Verstehen ist der erste Schritt in der Begleitung, aber auch bei der Menschwerdung. Der zweite Schritt aber ist Verwandlung. Es geht darum, das, was ist, in die einmalige Gestalt zu verwandeln, die Gott jedem von uns zugedacht hat. Jesus lässt den Menschen nicht einfach dort stehen, wo er ist. Er bietet ihm einen Weg der Verwandlung und Heilung an. Die Voraussetzung dafür ist, genau hinzuschauen, was im Menschen ist. Schon die Kirchenväter kannten den theologischen Grundsatz: »Nur, was Jesus angenommen hat, kann erlöst werden«. Weil Jesus ganz Mensch geworden ist, hat er den Menschen so, wie er ist, erlöst. Diesen Grundsatz haben dann die christliche Spiritualität und auch die humanistische Psychologie übernommen: Nur das, was wir anschauen und verstehen, lässt sich verwandeln.
Das Verstehen richtet sich zunächst auf uns selbst. Wir sollen uns nicht verurteilen, wenn wir in uns masochistische oder sadistische Gedanken vorfinden, wenn wir voller Ängste und Zwänge sind, wenn Aggressionen uns beherrschen. Wir sollen verstehen, woher sie kommen und was sie uns sagen wollen. Wer sich selbst versteht, der kann zu sich stehen. Wer zu sich selbst steht, ist auch bereit, weiter zu wachsen. Jesus zeigt ihm den Weg, wie er durch die Wirklichkeit hindurch, die er in sich erlebt, zu dem einmaligen Menschen werden kann, als den Gott ihn gewollt hat.
Verstehen, statt zu verurteilen bezieht sich aber nicht nur auf unsere Schattenseiten.
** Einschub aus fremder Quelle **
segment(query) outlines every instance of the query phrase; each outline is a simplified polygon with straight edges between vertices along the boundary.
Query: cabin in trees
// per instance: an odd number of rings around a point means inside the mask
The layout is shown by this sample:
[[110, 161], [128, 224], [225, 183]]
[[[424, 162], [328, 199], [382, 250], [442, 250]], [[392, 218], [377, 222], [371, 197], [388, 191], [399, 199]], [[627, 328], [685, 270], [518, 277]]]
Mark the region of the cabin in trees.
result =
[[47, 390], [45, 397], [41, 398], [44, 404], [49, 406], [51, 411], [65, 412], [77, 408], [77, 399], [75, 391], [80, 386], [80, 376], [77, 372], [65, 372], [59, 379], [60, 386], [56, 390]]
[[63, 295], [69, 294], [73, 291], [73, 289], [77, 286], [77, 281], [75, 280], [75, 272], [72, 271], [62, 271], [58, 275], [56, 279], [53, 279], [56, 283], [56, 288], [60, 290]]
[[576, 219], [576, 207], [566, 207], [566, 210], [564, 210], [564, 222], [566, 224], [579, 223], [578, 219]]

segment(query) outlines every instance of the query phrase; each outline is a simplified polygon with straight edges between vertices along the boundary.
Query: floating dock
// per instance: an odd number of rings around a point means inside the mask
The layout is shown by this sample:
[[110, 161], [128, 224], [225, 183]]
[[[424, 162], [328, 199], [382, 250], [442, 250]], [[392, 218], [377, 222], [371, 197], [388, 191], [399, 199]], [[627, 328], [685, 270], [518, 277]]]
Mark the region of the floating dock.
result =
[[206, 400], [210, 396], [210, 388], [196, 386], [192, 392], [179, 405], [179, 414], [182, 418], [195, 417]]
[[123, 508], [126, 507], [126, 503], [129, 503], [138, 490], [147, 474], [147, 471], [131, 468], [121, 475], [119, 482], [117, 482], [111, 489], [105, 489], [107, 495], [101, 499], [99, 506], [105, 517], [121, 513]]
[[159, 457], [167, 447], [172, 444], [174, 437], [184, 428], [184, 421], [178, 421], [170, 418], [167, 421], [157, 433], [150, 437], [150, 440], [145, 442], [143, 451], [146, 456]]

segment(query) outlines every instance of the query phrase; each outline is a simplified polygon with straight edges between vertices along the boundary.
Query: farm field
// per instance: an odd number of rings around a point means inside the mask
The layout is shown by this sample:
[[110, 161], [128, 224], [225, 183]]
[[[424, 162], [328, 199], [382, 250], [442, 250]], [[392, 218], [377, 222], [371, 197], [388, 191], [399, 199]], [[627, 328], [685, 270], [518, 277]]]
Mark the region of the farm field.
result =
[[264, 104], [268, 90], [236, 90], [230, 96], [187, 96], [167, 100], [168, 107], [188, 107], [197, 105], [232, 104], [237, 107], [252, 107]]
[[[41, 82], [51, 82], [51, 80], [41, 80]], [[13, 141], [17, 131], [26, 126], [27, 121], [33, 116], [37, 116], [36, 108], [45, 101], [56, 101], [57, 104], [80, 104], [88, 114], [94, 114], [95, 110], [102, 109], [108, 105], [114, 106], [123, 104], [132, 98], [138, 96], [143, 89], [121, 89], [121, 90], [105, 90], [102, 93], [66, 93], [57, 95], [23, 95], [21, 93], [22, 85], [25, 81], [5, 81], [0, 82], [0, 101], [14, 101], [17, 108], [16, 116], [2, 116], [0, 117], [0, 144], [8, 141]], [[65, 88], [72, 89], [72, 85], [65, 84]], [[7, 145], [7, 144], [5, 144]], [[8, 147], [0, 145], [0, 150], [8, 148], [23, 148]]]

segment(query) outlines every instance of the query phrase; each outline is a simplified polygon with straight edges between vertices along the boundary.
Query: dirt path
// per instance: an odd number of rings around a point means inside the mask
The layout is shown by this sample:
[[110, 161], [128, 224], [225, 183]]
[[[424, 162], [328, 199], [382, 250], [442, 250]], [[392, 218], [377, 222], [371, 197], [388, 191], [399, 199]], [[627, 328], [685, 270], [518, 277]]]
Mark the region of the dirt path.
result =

Es geht auch darum, sich selbst in seiner Würde zu verstehen. Jesus hat uns immer wieder auf unsere unantastbare Würde verwiesen. Er hat uns aufgezeigt, dass wir Söhne und Töchter Gottes sind. Gerade in den Worten des Johannesevangeliums hören wir, dass wir nicht nur von der Erde, sondern auch von Gott sind. Diese Worte klingen manchmal sehr spirituell. Aber wir werden unserem Wesen nicht gerecht, wenn wir nicht zugleich verstehen, dass wir durch Jesus eine göttliche Würde erhalten haben.
Wer sich selbst versteht, statt sich zu verurteilen, wird auch andere versuchen zu verstehen, ohne sie zu bewerten. Wir sind häufig schnell damit, andere zu bewerten, uns über sie zu entrüsten, sie zu verurteilen. Doch damit stellen wir uns über sie. Und wir projizieren oft genug unsere eigenen Schattenseiten auf die anderen. Anstatt uns der eigenen Wahrheit zu stellen, schauen wir voller Schadenfreude auf die Fehler anderer. Das spaltet die Gesellschaft. Wir machen den anderen zum Sündenbock, auf den wir allen Dreck werfen. Solange wir aber den Schmutz im eigenen Herzen nicht anschauen und verwandeln lassen, werden wir immer neue Sündenböcke brauchen, auf die wir das Verdrängte in uns projizieren. Gegen diese spaltende Tendenz hat Jesus das berühmte Wort vom Splitter im Auge des Bruders und vom Balken im eigenen Auge gesetzt (vgl. Mt 7,3f). Jesus weist uns dagegen darauf hin, dass wir den anderen immer als Spiegel für uns selbst sehen sollen. Alles Negative, das wir im anderen entdecken, wirft ein Licht auf das Dunkle in uns selbst. Jesus fasst das in dem Wort, das Bernd Deininger ausgelegt hat: »Wer von euch ohne Sünde ist, werfe als erster einen Stein auf sie« (Joh 8,7). Wenn wir aufhören, einander zu verurteilen, wird ein neues Miteinander möglich.